It is the seventh year of the Civil Rights Game around Major League Baseball, with the White Sox set to appear in it for the third time.
"The Civil Rights Game and its surrounding events represent an integral way for Major League Baseball to recognize the courageous people who have fought -- and continue to fight -- injustice," commissioner Bud Selig said in a statement. "When Jackie Robinson broke baseball's color barrier 66 years ago, it was a watershed moment not only in our sport but in American history.
"With unprecedented diversity of players of all races and ethnicities in the sport today, we are pleased to stand alongside the White Sox in homage to all those of our game and beyond who have paved new paths to equality."
At a Major League Baseball diversity summit last year, White Sox executive vice president Kenny Williams jumped at the chance to play host to this year's Civil Rights Game.
"I hope that people start to begin to recognize that civil rights is not something of the past," Williams said. "That it is something that is continuous. It is something that is evolving to the degree that there are still fights for civil rights in many different avenues of our life. You can look at the pages of our politics and what's being fought for in Congress right now and the Supreme Court and you can see that there are still limitations on people's civil rights."
In its first two years (2007-08) the Civil Rights Game was an exhibition contest held at AutoZone Park in Memphis. The White Sox played the New York Mets in the 2008 game.
In 2009, the game started to become a regular part of the Major League Baseball schedule. The White Sox played at Cincinnati in that interleague game, winning 10-8.
The 2010 game was also played at Cincinnati, with the Reds beating the St. Louis Cardinals 4-3. In 2011 it was moved to Atlanta's Turner Field for the first time, with the Braves beating the Philadelphia Phillies 4-3. Last season, Atlanta played host again with the Los Angeles Dodgers winning by a 6-2 score.
"The majority of people in this country were probably not alive when (Martin Luther) King was killed and certainly were not alive when Jackie Robinson came into the game, just like the majority of people weren't alive for the Holocaust," White Sox chairman Jerry Reinsdorf said. "We just can't have people forgetting what went on if we're going to get to a country where we truly have an equal opportunity for everybody."

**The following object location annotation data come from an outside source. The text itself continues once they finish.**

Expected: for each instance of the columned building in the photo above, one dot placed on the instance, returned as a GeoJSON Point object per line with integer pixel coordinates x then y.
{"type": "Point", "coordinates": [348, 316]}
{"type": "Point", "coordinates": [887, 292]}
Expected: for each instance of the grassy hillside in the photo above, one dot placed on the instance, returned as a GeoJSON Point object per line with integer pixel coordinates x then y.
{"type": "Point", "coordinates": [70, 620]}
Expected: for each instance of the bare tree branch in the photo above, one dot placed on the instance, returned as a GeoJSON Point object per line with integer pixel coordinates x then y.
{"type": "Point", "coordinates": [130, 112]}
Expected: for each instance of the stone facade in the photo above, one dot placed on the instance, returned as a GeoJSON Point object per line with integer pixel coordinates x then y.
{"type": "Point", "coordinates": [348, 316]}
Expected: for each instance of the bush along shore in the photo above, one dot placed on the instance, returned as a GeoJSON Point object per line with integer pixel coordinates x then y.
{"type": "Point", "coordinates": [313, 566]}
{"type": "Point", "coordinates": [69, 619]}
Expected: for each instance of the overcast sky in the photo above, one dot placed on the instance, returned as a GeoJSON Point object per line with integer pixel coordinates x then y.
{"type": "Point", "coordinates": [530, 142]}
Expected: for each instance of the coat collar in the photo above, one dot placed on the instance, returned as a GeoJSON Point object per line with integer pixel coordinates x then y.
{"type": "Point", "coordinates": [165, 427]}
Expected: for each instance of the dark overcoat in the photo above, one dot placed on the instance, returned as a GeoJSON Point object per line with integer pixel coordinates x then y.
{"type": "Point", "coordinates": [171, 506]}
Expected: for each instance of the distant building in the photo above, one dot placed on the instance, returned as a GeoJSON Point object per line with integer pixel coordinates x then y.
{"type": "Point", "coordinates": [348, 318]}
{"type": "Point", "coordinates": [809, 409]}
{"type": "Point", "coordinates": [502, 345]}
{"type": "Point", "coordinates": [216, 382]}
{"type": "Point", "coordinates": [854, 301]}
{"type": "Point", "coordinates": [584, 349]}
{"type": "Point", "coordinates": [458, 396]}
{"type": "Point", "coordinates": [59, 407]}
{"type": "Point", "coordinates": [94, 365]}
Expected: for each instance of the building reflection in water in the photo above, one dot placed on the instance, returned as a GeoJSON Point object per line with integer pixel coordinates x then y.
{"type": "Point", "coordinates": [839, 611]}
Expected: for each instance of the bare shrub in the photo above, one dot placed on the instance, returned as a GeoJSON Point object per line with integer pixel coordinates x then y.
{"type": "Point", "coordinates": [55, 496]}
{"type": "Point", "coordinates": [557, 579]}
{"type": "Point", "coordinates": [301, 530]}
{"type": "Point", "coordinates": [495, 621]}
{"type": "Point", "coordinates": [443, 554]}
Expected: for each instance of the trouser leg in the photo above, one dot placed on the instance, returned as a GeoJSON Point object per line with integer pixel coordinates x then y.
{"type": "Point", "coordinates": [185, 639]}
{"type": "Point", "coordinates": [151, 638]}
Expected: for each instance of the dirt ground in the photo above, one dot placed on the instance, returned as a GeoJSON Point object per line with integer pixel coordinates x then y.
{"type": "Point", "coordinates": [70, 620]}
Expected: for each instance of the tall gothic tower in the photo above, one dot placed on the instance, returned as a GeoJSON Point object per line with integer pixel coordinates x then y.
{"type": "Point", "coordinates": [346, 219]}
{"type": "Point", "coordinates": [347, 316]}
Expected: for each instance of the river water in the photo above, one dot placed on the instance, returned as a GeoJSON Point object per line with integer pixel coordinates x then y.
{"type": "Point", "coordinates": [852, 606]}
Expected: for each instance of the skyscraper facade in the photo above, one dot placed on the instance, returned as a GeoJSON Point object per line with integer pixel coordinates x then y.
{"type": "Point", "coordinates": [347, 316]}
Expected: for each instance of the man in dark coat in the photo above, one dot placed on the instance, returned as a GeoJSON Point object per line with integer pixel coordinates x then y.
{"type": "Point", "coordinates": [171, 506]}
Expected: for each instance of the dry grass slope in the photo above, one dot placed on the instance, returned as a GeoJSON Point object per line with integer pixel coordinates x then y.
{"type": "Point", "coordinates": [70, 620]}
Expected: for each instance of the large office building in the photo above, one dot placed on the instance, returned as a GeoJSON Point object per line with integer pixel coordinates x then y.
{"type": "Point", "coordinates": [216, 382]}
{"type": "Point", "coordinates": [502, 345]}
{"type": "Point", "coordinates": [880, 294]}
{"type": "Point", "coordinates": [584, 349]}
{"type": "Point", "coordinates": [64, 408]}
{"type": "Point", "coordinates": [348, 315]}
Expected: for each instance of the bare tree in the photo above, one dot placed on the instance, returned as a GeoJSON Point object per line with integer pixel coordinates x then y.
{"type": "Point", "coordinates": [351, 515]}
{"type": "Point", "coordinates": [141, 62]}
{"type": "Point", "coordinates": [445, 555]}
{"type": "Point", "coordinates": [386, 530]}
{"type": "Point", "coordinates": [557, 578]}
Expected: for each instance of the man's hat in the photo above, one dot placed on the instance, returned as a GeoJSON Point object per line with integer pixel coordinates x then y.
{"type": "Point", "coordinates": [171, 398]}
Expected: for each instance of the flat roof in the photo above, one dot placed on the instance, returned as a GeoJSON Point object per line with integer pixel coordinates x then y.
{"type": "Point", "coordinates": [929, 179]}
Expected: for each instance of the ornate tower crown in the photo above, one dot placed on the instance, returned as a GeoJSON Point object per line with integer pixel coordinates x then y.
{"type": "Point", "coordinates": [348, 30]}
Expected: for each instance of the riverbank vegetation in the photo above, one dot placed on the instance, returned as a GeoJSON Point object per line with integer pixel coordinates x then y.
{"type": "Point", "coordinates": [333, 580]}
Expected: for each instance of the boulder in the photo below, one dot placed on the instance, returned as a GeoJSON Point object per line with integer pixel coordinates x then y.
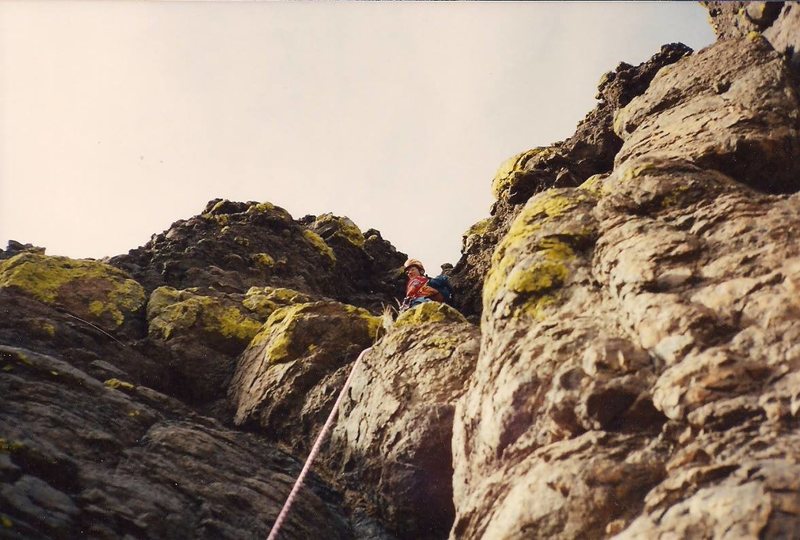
{"type": "Point", "coordinates": [88, 289]}
{"type": "Point", "coordinates": [589, 152]}
{"type": "Point", "coordinates": [287, 379]}
{"type": "Point", "coordinates": [204, 334]}
{"type": "Point", "coordinates": [736, 113]}
{"type": "Point", "coordinates": [639, 352]}
{"type": "Point", "coordinates": [392, 443]}
{"type": "Point", "coordinates": [83, 458]}
{"type": "Point", "coordinates": [233, 246]}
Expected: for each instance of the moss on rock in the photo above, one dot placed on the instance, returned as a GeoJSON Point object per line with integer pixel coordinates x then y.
{"type": "Point", "coordinates": [529, 262]}
{"type": "Point", "coordinates": [171, 312]}
{"type": "Point", "coordinates": [262, 301]}
{"type": "Point", "coordinates": [316, 240]}
{"type": "Point", "coordinates": [263, 260]}
{"type": "Point", "coordinates": [91, 289]}
{"type": "Point", "coordinates": [513, 169]}
{"type": "Point", "coordinates": [295, 331]}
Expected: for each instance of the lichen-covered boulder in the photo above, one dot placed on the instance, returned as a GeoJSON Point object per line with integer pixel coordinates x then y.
{"type": "Point", "coordinates": [639, 359]}
{"type": "Point", "coordinates": [392, 440]}
{"type": "Point", "coordinates": [232, 246]}
{"type": "Point", "coordinates": [91, 290]}
{"type": "Point", "coordinates": [205, 334]}
{"type": "Point", "coordinates": [262, 301]}
{"type": "Point", "coordinates": [286, 380]}
{"type": "Point", "coordinates": [428, 312]}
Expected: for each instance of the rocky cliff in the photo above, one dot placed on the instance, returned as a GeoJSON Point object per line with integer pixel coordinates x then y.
{"type": "Point", "coordinates": [624, 361]}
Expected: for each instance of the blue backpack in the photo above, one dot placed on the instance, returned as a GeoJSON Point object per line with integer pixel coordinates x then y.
{"type": "Point", "coordinates": [442, 284]}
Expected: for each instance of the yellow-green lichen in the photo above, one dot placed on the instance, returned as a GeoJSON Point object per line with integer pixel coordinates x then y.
{"type": "Point", "coordinates": [480, 228]}
{"type": "Point", "coordinates": [513, 168]}
{"type": "Point", "coordinates": [193, 311]}
{"type": "Point", "coordinates": [594, 185]}
{"type": "Point", "coordinates": [278, 331]}
{"type": "Point", "coordinates": [374, 323]}
{"type": "Point", "coordinates": [443, 343]}
{"type": "Point", "coordinates": [316, 240]}
{"type": "Point", "coordinates": [262, 301]}
{"type": "Point", "coordinates": [43, 326]}
{"type": "Point", "coordinates": [10, 446]}
{"type": "Point", "coordinates": [103, 289]}
{"type": "Point", "coordinates": [118, 384]}
{"type": "Point", "coordinates": [426, 313]}
{"type": "Point", "coordinates": [263, 260]}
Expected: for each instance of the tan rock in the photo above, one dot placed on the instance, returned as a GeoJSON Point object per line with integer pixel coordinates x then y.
{"type": "Point", "coordinates": [392, 441]}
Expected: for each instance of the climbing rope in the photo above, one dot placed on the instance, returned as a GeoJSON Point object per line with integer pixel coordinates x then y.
{"type": "Point", "coordinates": [273, 534]}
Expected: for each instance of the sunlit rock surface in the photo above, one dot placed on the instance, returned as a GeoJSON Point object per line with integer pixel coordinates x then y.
{"type": "Point", "coordinates": [624, 362]}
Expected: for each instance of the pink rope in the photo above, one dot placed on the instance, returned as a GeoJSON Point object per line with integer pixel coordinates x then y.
{"type": "Point", "coordinates": [273, 534]}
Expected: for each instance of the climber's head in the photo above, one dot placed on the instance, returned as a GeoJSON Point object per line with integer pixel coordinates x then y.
{"type": "Point", "coordinates": [414, 268]}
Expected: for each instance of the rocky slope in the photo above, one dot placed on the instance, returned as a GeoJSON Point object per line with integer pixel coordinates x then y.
{"type": "Point", "coordinates": [631, 368]}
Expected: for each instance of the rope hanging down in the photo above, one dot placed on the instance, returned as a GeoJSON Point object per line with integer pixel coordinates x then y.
{"type": "Point", "coordinates": [273, 534]}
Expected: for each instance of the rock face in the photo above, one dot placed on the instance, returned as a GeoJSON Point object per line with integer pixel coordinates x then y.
{"type": "Point", "coordinates": [588, 152]}
{"type": "Point", "coordinates": [639, 331]}
{"type": "Point", "coordinates": [285, 383]}
{"type": "Point", "coordinates": [82, 458]}
{"type": "Point", "coordinates": [635, 373]}
{"type": "Point", "coordinates": [233, 246]}
{"type": "Point", "coordinates": [392, 445]}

The Civil Rights Game will only be a part of the events surrounding the effort to bring a continued focus toward inequality. On Aug. 23 there will be a roundtable discussion on baseball's involvement in the civil rights movement.
There will also be a Beacon Awards luncheon to honor a person, or perhaps group, emblematic of the spirit of the civil rights movement, and a youth clinic that will include current and former players.
With the city of Chicago also struggling with inner-city violence, there is a hope that a focus on civil rights can help in some way.
"The city of Chicago, it's been documented, has a little bit of a problem (with violence)," Williams said. "One of the civil rights that needs to be front and center is the education of the violence and the activities that are going on in our communities. People need to be made to feel safe and an open dialog needs to come about to discuss these types of things."